Galloping increases in human fossil fuel emissions now appear to be outrunning the ability of the world's oceans to absorb them. The first year-by-year accounting of the oceans' role as a carbon sink shows that, even as they soak up record amounts, the seas are absorbing a smaller proportion of the rising total.
Oceanographer Samar Khatiwala of Columbia University's Lamont-Doherty Earth Observatory, lead author of the report, published in the current issue of the journal Nature, says the oceans appear to be reaching a natural limit.
"The more carbon dioxide you put in, the more acidic the ocean becomes, reducing its ability to hold CO2," he said. "Because of this chemical effect, over time, the ocean is expected to become a less efficient sink of manmade carbon. The surprise is that we may already be seeing evidence for this, perhaps compounded by the ocean's slow circulation in the face of accelerating emissions."

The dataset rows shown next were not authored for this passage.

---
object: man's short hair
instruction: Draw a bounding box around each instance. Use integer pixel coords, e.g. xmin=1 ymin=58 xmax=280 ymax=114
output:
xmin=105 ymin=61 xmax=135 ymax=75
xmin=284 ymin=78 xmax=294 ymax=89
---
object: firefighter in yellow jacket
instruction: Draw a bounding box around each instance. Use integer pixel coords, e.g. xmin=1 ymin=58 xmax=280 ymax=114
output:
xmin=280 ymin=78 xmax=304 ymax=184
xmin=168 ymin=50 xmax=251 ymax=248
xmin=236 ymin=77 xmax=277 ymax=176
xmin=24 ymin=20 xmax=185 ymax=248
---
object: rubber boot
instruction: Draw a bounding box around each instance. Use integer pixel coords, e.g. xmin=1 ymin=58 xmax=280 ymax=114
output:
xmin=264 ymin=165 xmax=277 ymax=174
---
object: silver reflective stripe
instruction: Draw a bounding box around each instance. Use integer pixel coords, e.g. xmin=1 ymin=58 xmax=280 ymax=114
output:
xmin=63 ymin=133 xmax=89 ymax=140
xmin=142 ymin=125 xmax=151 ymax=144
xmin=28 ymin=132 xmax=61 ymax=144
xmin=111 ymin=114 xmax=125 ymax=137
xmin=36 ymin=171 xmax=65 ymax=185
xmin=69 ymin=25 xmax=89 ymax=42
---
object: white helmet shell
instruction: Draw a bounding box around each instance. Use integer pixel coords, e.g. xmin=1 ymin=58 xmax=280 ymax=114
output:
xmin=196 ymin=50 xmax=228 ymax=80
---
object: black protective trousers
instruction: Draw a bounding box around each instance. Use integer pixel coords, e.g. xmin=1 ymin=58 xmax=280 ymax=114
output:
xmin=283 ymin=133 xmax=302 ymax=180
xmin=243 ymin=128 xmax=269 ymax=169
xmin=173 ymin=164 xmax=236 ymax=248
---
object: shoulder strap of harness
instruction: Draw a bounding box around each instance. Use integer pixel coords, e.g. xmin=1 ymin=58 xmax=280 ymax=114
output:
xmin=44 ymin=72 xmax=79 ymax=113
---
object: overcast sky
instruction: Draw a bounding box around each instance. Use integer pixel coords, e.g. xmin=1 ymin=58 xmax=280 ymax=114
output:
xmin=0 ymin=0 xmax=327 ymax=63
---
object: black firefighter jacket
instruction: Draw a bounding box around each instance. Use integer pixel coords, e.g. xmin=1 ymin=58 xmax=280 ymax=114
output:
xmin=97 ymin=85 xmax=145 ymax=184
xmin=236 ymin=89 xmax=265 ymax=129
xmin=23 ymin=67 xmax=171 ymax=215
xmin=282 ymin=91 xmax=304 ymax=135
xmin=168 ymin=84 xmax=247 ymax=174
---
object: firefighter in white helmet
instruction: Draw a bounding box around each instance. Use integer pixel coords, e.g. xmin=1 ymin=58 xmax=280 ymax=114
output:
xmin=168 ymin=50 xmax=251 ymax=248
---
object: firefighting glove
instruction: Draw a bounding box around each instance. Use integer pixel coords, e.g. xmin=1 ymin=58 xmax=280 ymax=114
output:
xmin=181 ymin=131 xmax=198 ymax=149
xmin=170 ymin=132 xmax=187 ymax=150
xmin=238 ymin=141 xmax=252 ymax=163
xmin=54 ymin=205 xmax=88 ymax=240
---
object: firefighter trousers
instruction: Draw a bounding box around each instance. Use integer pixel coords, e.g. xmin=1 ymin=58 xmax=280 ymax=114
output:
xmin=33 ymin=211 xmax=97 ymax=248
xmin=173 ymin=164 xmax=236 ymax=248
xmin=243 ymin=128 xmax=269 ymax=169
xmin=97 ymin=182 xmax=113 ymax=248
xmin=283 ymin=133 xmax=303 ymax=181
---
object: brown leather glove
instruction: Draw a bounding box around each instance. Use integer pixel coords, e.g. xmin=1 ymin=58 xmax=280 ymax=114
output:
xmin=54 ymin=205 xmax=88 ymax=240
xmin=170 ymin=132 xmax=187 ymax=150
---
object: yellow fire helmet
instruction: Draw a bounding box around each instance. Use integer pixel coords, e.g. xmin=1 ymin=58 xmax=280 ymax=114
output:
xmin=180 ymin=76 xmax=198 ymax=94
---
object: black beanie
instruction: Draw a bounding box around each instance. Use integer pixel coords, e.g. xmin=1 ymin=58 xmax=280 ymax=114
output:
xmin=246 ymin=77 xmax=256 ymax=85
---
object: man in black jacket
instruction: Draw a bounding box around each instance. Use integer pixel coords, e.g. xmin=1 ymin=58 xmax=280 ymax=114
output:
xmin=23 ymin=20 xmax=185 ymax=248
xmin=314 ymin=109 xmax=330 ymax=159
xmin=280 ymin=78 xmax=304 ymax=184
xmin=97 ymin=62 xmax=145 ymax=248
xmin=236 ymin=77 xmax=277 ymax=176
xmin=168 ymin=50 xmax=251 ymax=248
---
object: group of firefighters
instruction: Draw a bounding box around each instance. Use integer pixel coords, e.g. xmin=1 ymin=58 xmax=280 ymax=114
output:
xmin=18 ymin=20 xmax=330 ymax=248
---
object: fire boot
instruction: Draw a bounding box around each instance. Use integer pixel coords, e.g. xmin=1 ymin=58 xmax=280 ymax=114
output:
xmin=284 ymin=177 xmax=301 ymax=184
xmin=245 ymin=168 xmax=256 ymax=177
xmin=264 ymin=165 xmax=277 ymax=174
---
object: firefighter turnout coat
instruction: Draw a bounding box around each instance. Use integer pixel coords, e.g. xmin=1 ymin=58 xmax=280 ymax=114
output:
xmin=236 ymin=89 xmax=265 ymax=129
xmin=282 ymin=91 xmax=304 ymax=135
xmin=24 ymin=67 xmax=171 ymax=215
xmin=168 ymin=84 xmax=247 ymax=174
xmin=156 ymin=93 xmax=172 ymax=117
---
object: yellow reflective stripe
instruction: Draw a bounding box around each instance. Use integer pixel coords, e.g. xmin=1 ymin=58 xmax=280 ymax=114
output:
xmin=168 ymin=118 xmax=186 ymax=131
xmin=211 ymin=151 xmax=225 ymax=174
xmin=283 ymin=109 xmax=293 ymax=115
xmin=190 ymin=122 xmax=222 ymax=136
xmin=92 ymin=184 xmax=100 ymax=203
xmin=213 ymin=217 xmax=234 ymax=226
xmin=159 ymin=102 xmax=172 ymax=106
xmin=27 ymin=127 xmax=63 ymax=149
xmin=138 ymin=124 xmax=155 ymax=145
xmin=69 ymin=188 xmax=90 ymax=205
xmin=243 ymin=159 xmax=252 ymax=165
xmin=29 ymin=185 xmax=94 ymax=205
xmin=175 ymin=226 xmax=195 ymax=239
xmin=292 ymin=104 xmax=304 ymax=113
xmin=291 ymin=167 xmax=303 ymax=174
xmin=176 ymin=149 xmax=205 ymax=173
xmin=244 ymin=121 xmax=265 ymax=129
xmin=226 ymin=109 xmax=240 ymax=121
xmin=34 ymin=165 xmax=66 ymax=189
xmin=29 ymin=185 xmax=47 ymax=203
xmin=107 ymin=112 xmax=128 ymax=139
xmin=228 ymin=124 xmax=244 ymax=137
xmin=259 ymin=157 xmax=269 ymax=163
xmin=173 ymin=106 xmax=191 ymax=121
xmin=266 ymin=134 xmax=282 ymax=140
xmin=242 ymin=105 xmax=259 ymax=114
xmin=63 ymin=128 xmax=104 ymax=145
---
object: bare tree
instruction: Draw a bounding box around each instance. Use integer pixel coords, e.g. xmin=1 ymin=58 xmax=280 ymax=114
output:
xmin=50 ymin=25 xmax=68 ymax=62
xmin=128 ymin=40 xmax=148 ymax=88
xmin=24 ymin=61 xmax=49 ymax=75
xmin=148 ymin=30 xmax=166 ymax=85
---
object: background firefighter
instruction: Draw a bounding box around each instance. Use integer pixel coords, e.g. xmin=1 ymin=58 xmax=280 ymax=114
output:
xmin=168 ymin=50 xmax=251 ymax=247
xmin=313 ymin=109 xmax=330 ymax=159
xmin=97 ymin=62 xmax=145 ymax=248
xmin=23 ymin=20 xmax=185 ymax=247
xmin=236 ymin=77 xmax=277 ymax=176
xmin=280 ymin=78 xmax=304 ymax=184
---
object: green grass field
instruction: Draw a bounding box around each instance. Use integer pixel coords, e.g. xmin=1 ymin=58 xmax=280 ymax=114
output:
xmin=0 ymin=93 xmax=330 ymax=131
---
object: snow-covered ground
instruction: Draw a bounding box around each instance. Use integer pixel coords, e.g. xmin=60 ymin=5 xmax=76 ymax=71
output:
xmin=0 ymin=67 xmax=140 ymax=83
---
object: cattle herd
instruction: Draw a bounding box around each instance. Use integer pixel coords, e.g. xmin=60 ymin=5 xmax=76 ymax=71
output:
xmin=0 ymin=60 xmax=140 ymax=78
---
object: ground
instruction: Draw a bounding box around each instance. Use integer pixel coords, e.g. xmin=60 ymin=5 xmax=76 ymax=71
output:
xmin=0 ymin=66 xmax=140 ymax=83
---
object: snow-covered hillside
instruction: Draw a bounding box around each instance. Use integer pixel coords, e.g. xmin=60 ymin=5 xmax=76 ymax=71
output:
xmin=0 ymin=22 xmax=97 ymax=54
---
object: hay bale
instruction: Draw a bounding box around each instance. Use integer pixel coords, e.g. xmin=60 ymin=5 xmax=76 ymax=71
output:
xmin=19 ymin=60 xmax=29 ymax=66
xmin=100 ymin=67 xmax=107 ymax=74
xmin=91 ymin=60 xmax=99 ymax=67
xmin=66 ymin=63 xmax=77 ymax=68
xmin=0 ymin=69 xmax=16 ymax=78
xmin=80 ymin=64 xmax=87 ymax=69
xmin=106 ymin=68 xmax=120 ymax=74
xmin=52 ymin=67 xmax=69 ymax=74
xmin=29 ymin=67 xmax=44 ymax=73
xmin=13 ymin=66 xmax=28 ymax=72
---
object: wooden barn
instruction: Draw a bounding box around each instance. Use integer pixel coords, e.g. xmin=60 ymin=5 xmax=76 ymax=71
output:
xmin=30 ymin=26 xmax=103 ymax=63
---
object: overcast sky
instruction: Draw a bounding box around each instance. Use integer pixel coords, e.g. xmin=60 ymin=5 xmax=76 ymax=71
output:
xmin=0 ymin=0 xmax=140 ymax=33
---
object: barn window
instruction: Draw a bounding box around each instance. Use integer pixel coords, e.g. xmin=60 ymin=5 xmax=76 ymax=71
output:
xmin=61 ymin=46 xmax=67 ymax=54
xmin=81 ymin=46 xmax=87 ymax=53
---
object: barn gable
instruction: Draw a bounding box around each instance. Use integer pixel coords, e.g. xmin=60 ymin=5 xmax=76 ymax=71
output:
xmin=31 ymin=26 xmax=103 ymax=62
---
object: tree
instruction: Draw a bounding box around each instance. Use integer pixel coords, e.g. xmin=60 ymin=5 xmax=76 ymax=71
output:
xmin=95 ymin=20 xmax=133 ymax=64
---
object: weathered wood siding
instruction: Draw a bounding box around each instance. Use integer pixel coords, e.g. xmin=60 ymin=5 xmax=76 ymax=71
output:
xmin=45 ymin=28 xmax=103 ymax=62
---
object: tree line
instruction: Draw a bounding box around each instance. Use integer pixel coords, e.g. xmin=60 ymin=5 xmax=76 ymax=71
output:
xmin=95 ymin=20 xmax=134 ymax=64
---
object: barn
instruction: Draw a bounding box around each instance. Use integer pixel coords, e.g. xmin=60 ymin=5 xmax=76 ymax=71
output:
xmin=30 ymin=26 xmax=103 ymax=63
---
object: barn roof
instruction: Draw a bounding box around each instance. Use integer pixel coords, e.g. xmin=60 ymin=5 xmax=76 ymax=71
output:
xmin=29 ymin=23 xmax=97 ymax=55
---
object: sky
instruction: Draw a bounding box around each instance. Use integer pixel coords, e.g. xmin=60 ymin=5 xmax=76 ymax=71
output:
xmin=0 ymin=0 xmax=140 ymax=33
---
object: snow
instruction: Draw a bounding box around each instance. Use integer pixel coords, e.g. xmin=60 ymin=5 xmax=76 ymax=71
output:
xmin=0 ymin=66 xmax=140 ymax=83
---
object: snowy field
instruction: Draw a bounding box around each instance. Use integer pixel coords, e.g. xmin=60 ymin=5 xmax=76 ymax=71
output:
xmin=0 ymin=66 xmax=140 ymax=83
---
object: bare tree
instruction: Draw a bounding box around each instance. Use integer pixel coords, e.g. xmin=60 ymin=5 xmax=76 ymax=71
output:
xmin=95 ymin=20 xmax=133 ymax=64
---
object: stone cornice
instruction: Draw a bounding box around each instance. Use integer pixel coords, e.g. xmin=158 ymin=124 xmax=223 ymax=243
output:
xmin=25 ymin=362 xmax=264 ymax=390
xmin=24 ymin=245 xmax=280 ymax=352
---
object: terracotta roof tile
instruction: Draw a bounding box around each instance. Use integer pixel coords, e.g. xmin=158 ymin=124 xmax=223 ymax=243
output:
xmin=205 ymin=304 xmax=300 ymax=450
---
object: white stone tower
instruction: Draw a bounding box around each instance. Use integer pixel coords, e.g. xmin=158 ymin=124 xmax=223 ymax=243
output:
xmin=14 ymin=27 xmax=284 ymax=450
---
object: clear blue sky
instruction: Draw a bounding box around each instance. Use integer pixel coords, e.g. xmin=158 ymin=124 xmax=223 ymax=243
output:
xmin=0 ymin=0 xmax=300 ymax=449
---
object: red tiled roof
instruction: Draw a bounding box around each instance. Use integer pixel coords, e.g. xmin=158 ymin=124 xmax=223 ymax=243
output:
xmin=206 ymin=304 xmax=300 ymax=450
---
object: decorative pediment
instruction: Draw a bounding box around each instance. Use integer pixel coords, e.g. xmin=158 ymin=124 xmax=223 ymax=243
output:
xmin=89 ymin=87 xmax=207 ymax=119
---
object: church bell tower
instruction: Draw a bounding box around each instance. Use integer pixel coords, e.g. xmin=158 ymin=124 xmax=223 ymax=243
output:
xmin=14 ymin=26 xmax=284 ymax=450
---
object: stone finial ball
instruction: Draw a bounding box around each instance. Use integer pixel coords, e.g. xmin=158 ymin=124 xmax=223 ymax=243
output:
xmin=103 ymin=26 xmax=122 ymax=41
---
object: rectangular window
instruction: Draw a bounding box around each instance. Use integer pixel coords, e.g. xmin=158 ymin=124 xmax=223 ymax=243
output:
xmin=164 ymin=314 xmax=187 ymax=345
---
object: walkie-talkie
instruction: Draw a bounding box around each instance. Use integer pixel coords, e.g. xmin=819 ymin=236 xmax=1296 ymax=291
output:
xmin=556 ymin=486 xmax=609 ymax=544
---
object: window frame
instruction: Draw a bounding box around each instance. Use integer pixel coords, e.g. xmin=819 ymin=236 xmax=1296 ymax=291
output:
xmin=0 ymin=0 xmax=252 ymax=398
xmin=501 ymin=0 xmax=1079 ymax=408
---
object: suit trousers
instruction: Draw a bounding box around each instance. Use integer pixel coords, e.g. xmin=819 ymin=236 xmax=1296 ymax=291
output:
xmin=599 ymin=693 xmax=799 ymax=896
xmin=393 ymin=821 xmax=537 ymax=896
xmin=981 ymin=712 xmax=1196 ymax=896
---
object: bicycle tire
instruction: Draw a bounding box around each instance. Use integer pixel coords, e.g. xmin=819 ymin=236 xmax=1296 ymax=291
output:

The study, first of its kind, reconstructs the year-by-year accumulation of carbon in the oceans from 1765 to 2008.
Over this period, the oceans have been absorbing about a quarter of the carbon dioxide put in the air by human industrial activity, keeping pace with sharply rising global emissions until 2000. Since then, even as the tonnage continues to climb, the overall percentage of global emissions that the oceans have taken from the atmosphere has fallen by as much as 10 percent.
Khatiwala the new ocean study, along with recent land studies, suggests that "we cannot count on these sinks operating in the future as they have in the past, and keep on subsidizing our ever-growing appetite for fossil fuels.